Türkiye’nin pandemide daha dirençli ve dayanıklı olduğunu, Avrupa’ya göre seyahat kısıtlarının az olmasının bunda etkili olduğunu vurgulayan Jankovec, devam etti:
“Yolcu trafiğine bakıldığında 2020’de Türkiye’deki kayıp yüzde 60 iken, 2021’de bu oran yüzde 39’a gerilemiş. Avrupa’da trafik 2020’de yüzde 70 azalmış. 2021’de de etki devam etmiş. Yüzde 59 düşüş var. 2022’ye baktığımızda haziran-temmuz daha hızlı toparlanma görüyoruz. Avrupa’da havalimanlarında özellikle yer hizmetleri ve güvenlik personelinde sıkıntı yaşandı. İstanbul ve Sabiha Gökçen’de böyle bir sıkıntı görmedik. Türk havayolları ve havalimanları pandemide dahi çalışanlarıyla yollarını ayırmadı.”

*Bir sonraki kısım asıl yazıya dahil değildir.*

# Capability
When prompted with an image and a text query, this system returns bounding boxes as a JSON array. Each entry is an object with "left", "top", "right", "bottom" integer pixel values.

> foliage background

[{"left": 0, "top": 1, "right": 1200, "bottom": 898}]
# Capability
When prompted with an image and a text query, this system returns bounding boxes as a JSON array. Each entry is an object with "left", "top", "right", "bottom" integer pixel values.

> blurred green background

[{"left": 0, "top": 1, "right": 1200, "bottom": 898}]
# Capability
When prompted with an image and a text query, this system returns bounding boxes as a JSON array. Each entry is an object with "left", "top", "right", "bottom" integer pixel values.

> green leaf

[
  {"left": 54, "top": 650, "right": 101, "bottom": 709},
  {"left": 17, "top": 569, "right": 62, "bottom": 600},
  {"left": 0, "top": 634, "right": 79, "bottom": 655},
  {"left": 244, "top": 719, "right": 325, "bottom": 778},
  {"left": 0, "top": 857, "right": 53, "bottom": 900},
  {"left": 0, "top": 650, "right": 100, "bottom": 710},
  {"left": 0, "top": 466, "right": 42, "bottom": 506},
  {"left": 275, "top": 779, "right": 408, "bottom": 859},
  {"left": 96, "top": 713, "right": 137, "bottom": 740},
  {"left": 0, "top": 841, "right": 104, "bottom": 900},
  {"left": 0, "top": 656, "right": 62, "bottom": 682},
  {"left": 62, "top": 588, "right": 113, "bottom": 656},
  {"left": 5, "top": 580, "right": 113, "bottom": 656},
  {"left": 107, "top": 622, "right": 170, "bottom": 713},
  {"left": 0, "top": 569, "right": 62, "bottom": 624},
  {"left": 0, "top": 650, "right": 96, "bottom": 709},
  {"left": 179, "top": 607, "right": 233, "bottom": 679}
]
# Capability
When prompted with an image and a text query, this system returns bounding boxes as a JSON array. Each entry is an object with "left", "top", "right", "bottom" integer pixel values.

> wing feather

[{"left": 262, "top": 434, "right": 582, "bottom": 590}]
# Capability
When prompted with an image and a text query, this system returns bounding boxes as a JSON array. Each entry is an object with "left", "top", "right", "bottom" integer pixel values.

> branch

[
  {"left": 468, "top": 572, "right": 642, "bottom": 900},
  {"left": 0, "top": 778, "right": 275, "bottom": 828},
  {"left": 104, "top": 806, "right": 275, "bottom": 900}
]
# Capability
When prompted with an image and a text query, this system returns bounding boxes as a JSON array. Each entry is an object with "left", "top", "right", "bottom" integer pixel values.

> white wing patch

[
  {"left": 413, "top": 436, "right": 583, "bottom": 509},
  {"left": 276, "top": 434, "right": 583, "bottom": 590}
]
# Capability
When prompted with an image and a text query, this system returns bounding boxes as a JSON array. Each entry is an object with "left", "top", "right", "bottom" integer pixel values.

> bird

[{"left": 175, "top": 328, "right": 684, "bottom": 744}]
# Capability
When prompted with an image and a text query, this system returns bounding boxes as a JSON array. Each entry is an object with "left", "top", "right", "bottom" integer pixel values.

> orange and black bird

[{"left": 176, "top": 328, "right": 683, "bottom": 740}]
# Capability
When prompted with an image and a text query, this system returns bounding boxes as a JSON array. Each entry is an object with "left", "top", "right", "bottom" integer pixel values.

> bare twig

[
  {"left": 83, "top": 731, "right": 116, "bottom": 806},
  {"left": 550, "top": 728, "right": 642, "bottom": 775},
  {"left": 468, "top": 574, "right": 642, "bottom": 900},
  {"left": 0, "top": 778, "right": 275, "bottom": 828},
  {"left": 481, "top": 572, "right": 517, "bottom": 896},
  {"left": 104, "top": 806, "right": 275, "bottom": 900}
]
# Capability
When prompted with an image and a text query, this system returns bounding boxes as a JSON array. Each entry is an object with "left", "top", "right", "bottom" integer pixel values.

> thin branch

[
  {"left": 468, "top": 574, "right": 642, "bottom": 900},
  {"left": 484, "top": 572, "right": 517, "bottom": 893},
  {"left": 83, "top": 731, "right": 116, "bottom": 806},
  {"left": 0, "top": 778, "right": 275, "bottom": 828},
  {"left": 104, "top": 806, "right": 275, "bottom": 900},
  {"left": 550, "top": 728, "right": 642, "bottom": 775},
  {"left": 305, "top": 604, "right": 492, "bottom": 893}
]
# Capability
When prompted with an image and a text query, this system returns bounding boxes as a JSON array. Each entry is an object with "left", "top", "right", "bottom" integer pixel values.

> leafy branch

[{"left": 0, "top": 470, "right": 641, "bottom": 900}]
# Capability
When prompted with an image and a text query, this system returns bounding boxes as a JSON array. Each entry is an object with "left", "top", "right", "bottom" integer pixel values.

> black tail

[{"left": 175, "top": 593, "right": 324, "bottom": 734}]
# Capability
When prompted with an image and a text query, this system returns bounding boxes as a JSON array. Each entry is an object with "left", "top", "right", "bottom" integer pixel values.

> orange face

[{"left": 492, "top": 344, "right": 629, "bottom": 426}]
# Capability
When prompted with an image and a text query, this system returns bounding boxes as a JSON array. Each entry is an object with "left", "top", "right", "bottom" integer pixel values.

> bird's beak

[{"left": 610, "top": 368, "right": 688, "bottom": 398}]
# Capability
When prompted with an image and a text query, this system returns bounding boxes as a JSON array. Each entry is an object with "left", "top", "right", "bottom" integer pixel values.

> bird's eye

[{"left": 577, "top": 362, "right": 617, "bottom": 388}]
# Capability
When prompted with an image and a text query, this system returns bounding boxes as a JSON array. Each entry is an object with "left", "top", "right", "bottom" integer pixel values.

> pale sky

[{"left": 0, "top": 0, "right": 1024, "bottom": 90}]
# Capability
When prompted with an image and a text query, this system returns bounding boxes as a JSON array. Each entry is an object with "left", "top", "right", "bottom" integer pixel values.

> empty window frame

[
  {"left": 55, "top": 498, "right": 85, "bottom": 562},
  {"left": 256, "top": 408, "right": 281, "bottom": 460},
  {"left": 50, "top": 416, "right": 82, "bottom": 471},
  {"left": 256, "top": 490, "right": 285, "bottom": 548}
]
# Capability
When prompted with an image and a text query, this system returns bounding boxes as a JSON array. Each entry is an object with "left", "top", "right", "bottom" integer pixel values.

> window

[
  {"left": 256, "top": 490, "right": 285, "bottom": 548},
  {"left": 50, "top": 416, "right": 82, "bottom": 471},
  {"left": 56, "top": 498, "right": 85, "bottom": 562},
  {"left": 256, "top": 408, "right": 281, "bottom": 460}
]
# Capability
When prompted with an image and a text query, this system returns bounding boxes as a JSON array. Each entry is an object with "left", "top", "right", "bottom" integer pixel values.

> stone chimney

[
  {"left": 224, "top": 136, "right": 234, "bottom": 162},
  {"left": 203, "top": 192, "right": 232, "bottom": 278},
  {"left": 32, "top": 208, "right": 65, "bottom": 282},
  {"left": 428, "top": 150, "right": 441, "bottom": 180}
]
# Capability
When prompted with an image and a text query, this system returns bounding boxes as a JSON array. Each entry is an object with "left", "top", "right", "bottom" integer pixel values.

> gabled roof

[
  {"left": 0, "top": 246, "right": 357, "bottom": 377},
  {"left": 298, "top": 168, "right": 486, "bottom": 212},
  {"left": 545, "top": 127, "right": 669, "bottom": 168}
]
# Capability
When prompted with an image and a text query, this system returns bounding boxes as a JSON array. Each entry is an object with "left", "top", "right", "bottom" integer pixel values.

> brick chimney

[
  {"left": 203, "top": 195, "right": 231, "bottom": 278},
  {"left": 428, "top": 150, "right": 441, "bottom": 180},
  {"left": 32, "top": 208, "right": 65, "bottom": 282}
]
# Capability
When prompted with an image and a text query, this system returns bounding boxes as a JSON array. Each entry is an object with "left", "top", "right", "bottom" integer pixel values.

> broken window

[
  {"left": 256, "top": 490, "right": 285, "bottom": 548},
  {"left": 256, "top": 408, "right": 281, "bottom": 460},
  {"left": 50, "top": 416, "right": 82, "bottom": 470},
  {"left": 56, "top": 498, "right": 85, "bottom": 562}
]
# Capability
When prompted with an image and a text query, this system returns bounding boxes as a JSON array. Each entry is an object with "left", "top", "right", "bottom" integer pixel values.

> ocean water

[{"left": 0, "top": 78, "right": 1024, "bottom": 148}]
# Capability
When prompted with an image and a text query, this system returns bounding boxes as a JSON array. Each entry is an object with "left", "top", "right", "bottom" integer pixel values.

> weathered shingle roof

Jankovec, bu yılın ilk çeyreğiyle, 2019’un aynı dönemini karşılaştırdıklarında da sonucun değişmediğinin altını çizdi:
“Türkiye’de düşüş 29’da. İkinci çeyrekte bu oran yüzde 16’ya inmiş. Temmuzda ise yüzde 6’larda. Yılbaşından bu yana ise yüzde 18 düşüş var. Avrupa’da bu oran halen yüzde 25’te.”
GELİRLERİ BORCA GİDECEK
Son dönemde Avrupa’da enflasyon ve enerji maliyetleri kaynaklı ekonomik krize dikkat çeken, aynı zamanda jeopolitik risklerin devam ettiğini belirten Jankovec, belirsizliğin sonbahar sonrasında da devam edeceğini dile getirdi. “Son 2 yılda havalimanları 20 milyar Euro gelir kaybı yaşadı. Devletlerin desteği sınırlı kaldı. Onlar da daha fazla borçlandılar. Bu dönemde borçları 6 milyar Euro arttı. Bunların da ödemesi olacak. Gelirleri 2019’a göre daha düşük. Gelecek yıllarda yapmaları gereken yatırımları karşılayacakları finansal kapasiteleri yok” diyen Jankovec, gelirlerin de borca gideceğini söyledi. Avrupa’daki havalimanlarında 2019’la kıyaslandığında toparlanmanın 2024’te ancak gerçekleşebileceğinin altını çizen Jankovec, “Bu yıl düşüş yüzde 22 olur. 2023’te bu oran yüzde 10’a iner. 2024’te toparlanma başlar. 2040’a kadar 240 milyar Euro yatırım ihtiyacı var ancak borçlar nedeniyle yatırıma ayrılan pay az olacak. Bu yatırım gerçekleştirilmezse kapasite artışı yapılamayacak. Söz konusu yatırım gerekliliğine, dijitalleşme ve karbon emisyonu yatırımları da dahil” diye konuştu.
THY’NİN YILDIZI PARLIYOR
Amsterdam Üniversitesi’nin hazırladığı, havalimanından uçuş ve frekans sayısının çarpımıyla oluşturulan Air Connectivity Index’le ilgili verileri paylaşan Olivier Jankovec, “Avrupa’da bu oran temmuz 2019’a göre geçen ay eksi yüzde 29. Yunanistan’da sıfır. Türkiye’de yüzde 3 düşüş var. İspanya’da yüzde 23, İngiltere’de yüzde 28, İtalya 32, Fransa 34, Almanya’da 39, Rusya’da yüzde 62 küçülme var. Rusya diğer ülkelere göre uçuş kapattığı için daha fazla düşmüş” dedi. Koltuk sayısı dikkate alındığında 2019 ile 2022 yılları karşılaştırıldığında, Rynair ve Wizz gibi düşük fiyatlı havayollarının artıya geçtiği bilgisini veren Jankovec şunları söyledi: “Easy Jet’te halen yüzde 5.2 düşüş var. THY ise artı yüzde 4.5. Lufthansa yüzde 16.6, International Consolidated Airlines yüzde 10.9, Airfrance KLM yüzde 9.4 düşüşte. Körfez’in havayolu şirketleri daha çok Asya’dan yolcu taşıdıkları için Qatar Airways, Etihad ve Emirates de yüzde 30.9 düşüş var. ABD’deki şirketlerin de durumu nispeten daha iyi.”